主人公の人生や関係性が、一曲の中で見えること
ただ感情があるだけでは弱い。その感情に至る時間、背景、関係性が見えることが大切だと思う。サビが、歌として記憶に残る機能を持っていること
サビは単なる繰り返しではない。その歌の核として、意味も音も立っていなければならない。反復やリフレインが、意味の深化として使われていること
同じ言葉を繰り返すなら、前と後で意味が変わっていなければならない。反復は耳馴染みのためではなく、感情や時間を深めるためにある。感情語の前に、情景・生活・所作が置かれていること
泣いた、苦しい、寂しい、と直接言う前に、そう思わせる景色や生活の痕跡があること。感情は説明ではなく、積み上げで見せるべきだと思う。歌い手が演じられる人物像と、歌唱の見せ場があること
歌詞は紙の上だけで完結しない。歌い手が息を入れ、伸ばし、間をつくり、節を回せる余白まで設計されていて初めて“歌詞”になる。ジャンルの記号ではなく、ジャンルの本質に届いていること
演歌なら酒場や雪や港の単語を置けばいいわけではない。そのジャンルが本来持っている人物の深みや運命の重さに届いているかが大事だと思う。
作詞家協会の看板に必要なのは、名前の重みではない。
その看板にふさわしいだけの審査の精度である。
最後に
好みや企画意図、歌い手側の事情が審査に反映されること自体は、当然あり得るし否定するつもりはない。

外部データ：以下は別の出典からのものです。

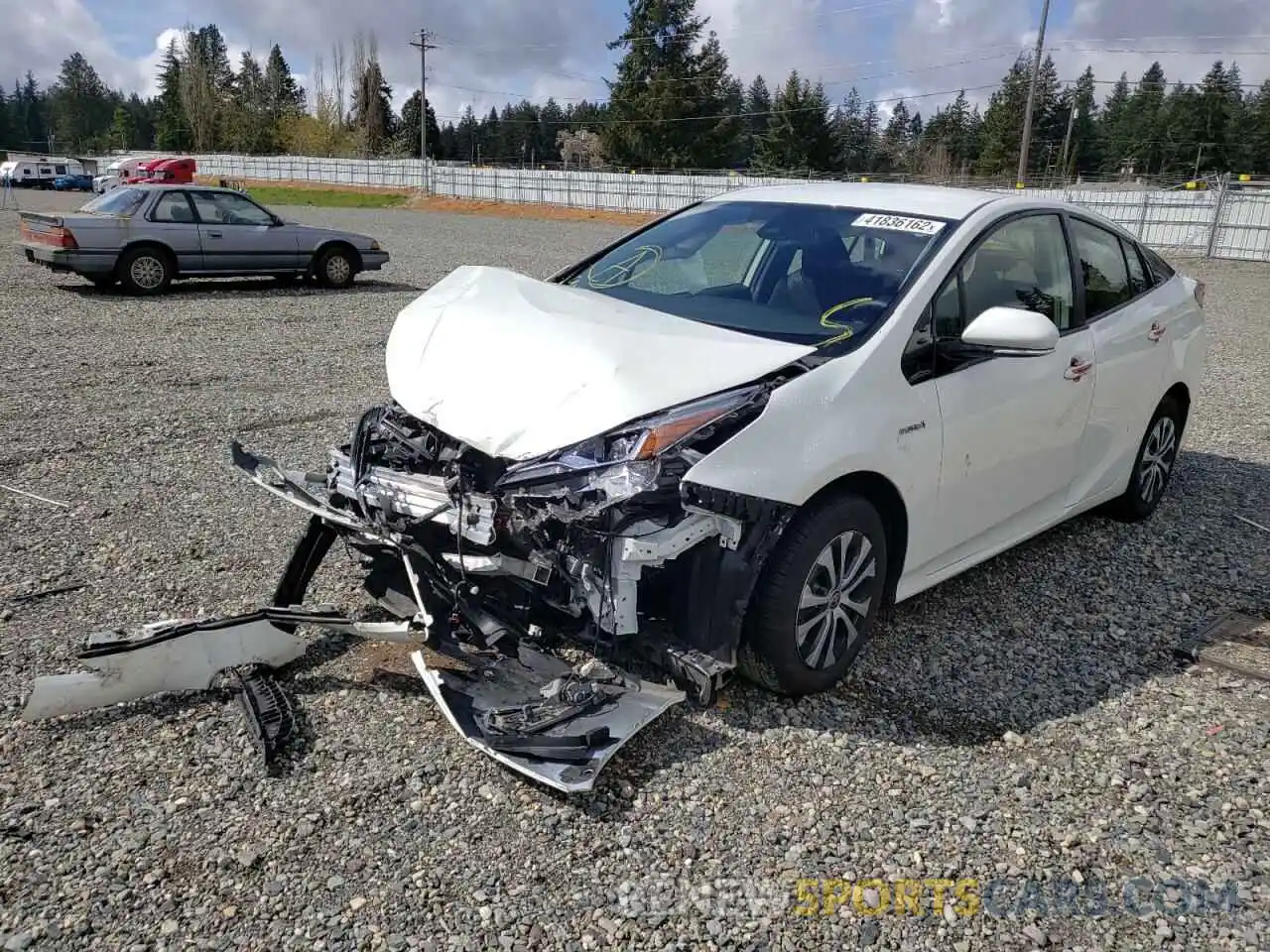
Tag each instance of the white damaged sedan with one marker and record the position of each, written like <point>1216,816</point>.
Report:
<point>720,444</point>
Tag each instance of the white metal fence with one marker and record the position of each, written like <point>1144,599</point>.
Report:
<point>1230,220</point>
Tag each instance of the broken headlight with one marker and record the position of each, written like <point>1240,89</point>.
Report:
<point>624,462</point>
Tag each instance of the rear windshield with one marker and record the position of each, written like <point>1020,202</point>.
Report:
<point>802,273</point>
<point>121,202</point>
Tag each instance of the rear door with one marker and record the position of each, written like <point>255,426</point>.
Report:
<point>240,236</point>
<point>172,220</point>
<point>1129,321</point>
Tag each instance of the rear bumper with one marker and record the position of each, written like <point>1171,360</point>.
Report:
<point>75,262</point>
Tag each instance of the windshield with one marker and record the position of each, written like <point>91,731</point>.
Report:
<point>122,202</point>
<point>802,273</point>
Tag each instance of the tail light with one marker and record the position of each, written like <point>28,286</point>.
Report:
<point>55,235</point>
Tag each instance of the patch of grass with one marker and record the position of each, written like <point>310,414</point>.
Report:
<point>325,197</point>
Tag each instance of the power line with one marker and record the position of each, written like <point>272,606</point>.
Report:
<point>625,99</point>
<point>752,114</point>
<point>742,114</point>
<point>645,39</point>
<point>1005,50</point>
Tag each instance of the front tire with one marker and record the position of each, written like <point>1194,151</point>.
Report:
<point>335,268</point>
<point>1152,466</point>
<point>817,602</point>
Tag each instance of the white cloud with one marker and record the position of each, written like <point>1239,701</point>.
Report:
<point>492,50</point>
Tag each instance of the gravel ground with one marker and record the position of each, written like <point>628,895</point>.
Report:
<point>1023,726</point>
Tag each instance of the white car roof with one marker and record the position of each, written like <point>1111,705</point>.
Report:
<point>935,200</point>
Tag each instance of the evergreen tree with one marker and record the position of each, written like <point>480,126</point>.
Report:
<point>286,96</point>
<point>1141,123</point>
<point>894,140</point>
<point>408,132</point>
<point>80,107</point>
<point>123,131</point>
<point>1003,122</point>
<point>668,96</point>
<point>1259,130</point>
<point>851,135</point>
<point>5,121</point>
<point>1116,127</point>
<point>1084,149</point>
<point>250,125</point>
<point>799,136</point>
<point>172,130</point>
<point>1215,104</point>
<point>758,107</point>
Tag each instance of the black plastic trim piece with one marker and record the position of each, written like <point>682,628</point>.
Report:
<point>268,711</point>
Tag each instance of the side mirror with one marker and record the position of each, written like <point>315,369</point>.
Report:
<point>1012,331</point>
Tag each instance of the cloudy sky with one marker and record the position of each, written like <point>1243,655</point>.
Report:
<point>497,50</point>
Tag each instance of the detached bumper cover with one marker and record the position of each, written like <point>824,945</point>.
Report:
<point>529,710</point>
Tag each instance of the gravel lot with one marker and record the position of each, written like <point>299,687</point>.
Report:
<point>1024,725</point>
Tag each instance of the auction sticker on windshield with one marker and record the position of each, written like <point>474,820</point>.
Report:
<point>898,222</point>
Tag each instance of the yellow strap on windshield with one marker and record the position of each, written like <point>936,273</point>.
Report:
<point>846,331</point>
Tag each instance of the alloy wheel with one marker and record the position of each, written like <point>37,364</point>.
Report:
<point>829,612</point>
<point>1157,458</point>
<point>338,270</point>
<point>146,272</point>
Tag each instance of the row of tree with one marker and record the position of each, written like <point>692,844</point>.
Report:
<point>674,104</point>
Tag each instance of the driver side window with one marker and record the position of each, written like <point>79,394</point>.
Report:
<point>1021,264</point>
<point>226,208</point>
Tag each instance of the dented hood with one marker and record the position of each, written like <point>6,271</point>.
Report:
<point>518,367</point>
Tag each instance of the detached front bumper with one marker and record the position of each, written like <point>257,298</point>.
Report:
<point>531,711</point>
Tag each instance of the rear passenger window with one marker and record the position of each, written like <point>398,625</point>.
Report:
<point>1102,268</point>
<point>1157,266</point>
<point>173,207</point>
<point>1138,281</point>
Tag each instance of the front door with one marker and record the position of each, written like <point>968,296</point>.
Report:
<point>1129,322</point>
<point>1012,425</point>
<point>173,221</point>
<point>240,236</point>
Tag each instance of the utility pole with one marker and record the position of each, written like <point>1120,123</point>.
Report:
<point>425,46</point>
<point>1032,96</point>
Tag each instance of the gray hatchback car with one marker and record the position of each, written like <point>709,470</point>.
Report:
<point>145,236</point>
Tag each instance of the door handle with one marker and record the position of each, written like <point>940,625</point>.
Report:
<point>1078,368</point>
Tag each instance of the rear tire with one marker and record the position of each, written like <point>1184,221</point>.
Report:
<point>145,271</point>
<point>335,267</point>
<point>818,598</point>
<point>1152,466</point>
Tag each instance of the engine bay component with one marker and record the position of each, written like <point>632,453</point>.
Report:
<point>489,567</point>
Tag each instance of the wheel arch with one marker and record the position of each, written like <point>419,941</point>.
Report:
<point>1180,395</point>
<point>884,495</point>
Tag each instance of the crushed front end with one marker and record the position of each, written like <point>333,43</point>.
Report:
<point>557,604</point>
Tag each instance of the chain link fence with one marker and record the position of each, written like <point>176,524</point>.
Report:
<point>1216,217</point>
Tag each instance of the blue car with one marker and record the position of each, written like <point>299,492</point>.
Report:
<point>73,182</point>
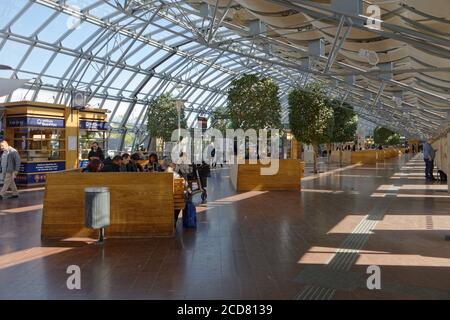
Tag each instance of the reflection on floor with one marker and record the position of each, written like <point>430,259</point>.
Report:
<point>255,245</point>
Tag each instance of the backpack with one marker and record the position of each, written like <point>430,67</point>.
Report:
<point>442,176</point>
<point>190,215</point>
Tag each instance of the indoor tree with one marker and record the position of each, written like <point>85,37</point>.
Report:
<point>162,117</point>
<point>220,120</point>
<point>385,136</point>
<point>310,116</point>
<point>345,123</point>
<point>253,103</point>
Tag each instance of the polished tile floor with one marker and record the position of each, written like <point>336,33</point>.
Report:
<point>316,244</point>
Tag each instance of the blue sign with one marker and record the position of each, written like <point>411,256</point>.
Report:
<point>84,163</point>
<point>94,125</point>
<point>42,167</point>
<point>35,122</point>
<point>27,179</point>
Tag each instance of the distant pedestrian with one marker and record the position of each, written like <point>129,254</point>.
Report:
<point>428,156</point>
<point>10,163</point>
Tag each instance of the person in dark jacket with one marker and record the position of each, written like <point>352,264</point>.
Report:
<point>10,164</point>
<point>93,166</point>
<point>127,164</point>
<point>135,158</point>
<point>96,152</point>
<point>114,166</point>
<point>153,164</point>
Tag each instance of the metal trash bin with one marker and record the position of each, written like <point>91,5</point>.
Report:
<point>97,209</point>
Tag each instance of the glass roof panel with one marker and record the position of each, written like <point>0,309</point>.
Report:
<point>10,8</point>
<point>31,20</point>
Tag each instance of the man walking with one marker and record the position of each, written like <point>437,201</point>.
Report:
<point>10,162</point>
<point>428,156</point>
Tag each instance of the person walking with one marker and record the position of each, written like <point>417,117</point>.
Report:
<point>428,156</point>
<point>10,163</point>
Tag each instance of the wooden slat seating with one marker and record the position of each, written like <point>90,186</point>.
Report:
<point>142,205</point>
<point>364,156</point>
<point>247,177</point>
<point>374,156</point>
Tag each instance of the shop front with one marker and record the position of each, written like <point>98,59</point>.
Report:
<point>50,138</point>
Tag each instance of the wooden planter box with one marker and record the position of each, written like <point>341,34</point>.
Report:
<point>142,205</point>
<point>247,177</point>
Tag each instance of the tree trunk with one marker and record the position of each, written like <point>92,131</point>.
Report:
<point>315,151</point>
<point>152,145</point>
<point>329,151</point>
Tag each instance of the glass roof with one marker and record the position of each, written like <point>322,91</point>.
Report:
<point>124,53</point>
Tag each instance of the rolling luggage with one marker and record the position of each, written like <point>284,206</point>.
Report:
<point>190,215</point>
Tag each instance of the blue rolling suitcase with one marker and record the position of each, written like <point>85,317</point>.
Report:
<point>190,215</point>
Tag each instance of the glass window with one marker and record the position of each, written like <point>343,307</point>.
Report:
<point>40,144</point>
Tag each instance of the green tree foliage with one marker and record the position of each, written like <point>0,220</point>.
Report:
<point>163,117</point>
<point>220,120</point>
<point>310,116</point>
<point>386,136</point>
<point>253,103</point>
<point>345,122</point>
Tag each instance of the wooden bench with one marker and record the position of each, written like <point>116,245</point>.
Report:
<point>142,205</point>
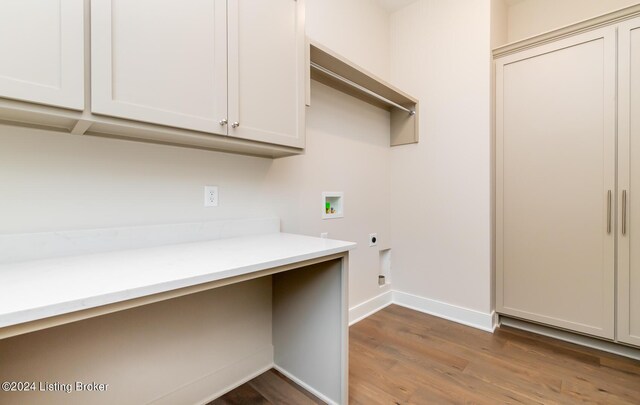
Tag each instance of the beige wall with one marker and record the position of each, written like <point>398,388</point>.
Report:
<point>52,181</point>
<point>532,17</point>
<point>440,187</point>
<point>356,29</point>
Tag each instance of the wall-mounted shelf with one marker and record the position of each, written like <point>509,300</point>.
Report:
<point>335,71</point>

ただ、それは最低限の作詞クオリティが担保されていることが前提の話だ。
歌詞全体の構造、サビの機能、反復の意味、情景や生活描写の積み上げ、歌い手の見せ場まで含めた歌唱設計。
そうした基礎精度が一定水準に達していて初めて、その先に好みや思惑が入る余地がある。
問題は、その前提となる最低限のクオリティを満たしていないように見える作品が、現実に過去の受賞作として存在していることだ。
だからこそ問いたいのは、好みの違いではない。
その前提となる品質保証のラインが、本当に審査で共有されているのかという一点である。